Knowing that you were part of something truly unique over a moment in time, never to be repeated, and you were there to see and hear it—that feeling is one of my favorites. I am a front-of-house engineer, and I’ve been gifted with being part of that experience, helping shape those moments—hopefully in a beautifully memorable way—for thousands of people.”  – Jade Payne

When young girls discover they must pick a job when they become adults, they suddenly start thinking of ambitious and world-changing careers such as astronauts or scientists. Or maybe they’re not so ambitious and prefer to be a candy taster because what seven-year-old would turn down that job offer?  

 But as children, what we imagine doing as adults is often very different from the reality when we finally do grow up—introducing: Jade Payne, Front-of-House engineer, who gets to travel with bands and mix audio for their shows—and get paid to do it!  

Meet Jade

When Jade was a young kid, she had always imagined operating a ski resort or a veterinary hospital. But when she discovered punk music and learned guitar at 12 years old, those dreams moved into the back regions of her mind.  

Flash forward to her teens: “I remember going to one of my first punk shows in D.C. at the Nation club. Leaning up front against the barrier, waiting for the band to go on, I can remember watching the stage tech very briskly dashing back and forth across the stage, with purpose, putting down setlists and moving the floor wedges accordingly, and I thought, wow, that’s pretty cool. You’re a part of this!” 

Seeing a person working this way opened Jade’s eyes to new prospects—and ones that, while they might involve snow, didn’t involve having to decide on a catchy name for a ski resort.  

“It was the first time I realized that someone like that existed, that there were other people besides the musicians making the whole thing happen. Music was the only thing that mattered for the rest of my teenage years. At 16, I got my first job at Hot Licks, a local guitar shop, where I bought my first analog 4 track. I was unsure about what I wanted to do for a living, but I knew it needed to involve the mysterious journey of sounds making their way from cassette to CD to my headphones. Wanting to understand this process led me to Middle Tennessee State University (MTSU) in Murfreesboro, TN. The school offered a B.S. in recording production and technology.”  

Attending that program helped open Jade’s eyes to a world she hadn’t known. 

Giving it Your All 

“When I first moved to New York after graduating from MTSU, I had my sights set on working in a proper recording studio. However, I was still combing through Craigslist job listings every day, grasping at anything with the word ‘sound’ or ‘audio’ in it. I was willing to travel to Staten Island, a casual two-and-a-half-hour commute from Manhattan for a once-a-week church gig. Eventually, I landed an internship at a recording/mastering studio in NYC, which opened doors to a full-time project management position at Sterling Sound. Working with some of the world’s greatest mastering engineers was an incredible place to be. I was there for almost four years while simultaneously playing in bands and squeezing in small tours whenever I could get the vacation time. Going on tour solidified how much my heart yearned for the open road. It was the only place I felt sane, the only place I felt alive. I decided to leave Sterling and listen to the voice within me.  

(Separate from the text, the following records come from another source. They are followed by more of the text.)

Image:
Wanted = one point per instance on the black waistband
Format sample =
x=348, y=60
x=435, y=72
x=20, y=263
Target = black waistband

 ”Around that time, I had been playing shows at a local Brooklyn venue and DIY collective called Silent Barn. Eventually, a friend who helped run the venue suggested I run sound for some shows there. I didn’t realize it then, but at this point, my audio career was beginning to steer sharply toward live sound. Things snowballed from there. A pretty popular local band asked me if they could hire me to run sound for them on tour. It had never occurred to me that I could do such a thing. Clueless as to what would ensue or whether I was even capable, I gave them a huge emphatic YES.” 

For Jade, learning how to mix live sound was like learning to skateboard. “You’re never going to nail your first rail grind or drop down a half pipe unless you just go for it. The scary thing is there’s no way to know in advance whether you’re going to complete the trick, whether you’re going to bail, or whether you’re going to fail. You also can’t rewind. There’s always a chance for things to go wrong in live sound, things we can’t take back – it’s up to us to decide how we react and respond. You don’t know until you try.”  

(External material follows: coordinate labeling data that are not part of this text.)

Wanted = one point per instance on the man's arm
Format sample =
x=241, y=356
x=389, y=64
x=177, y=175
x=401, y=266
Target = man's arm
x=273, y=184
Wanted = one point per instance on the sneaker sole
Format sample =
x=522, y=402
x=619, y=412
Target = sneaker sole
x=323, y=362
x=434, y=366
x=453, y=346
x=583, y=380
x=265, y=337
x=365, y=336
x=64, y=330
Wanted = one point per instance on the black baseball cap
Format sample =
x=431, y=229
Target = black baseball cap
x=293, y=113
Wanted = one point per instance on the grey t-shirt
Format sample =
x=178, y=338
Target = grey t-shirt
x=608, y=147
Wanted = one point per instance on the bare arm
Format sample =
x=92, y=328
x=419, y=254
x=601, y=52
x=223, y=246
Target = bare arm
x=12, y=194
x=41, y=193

Photo Credit: Jackie Lee Young


When it comes to this industry and many others, Jade mentions that self-doubt and imposter syndrome can creep up before you realize it, “We engineers face this throughout every rising crest of our careers. Everyone has their firsts, whether mixing at a festival for the first time or mixing monitors on your first tour. Like, we’re all trying to succeed, and the more you succeed, the more you enter into new situations and more firsts. It’s a wonderful thing, but it can also be nerve-wracking. Try not to be too hard on yourself.” 

When Jade senses self-doubt, she pushes herself to remember that there’s a reason she was asked to be there and do the job. She advises that other women should do the same. “I remind myself I’m skilled and talented. And that, you know, I’ve been given this trust. I’ve been trusted with this position. I keep an iron grip on my self-confidence despite what odds are thrown in the way. You’re never going to nail it until you just go for it. And it’s an incredible feeling when you do nail it.” 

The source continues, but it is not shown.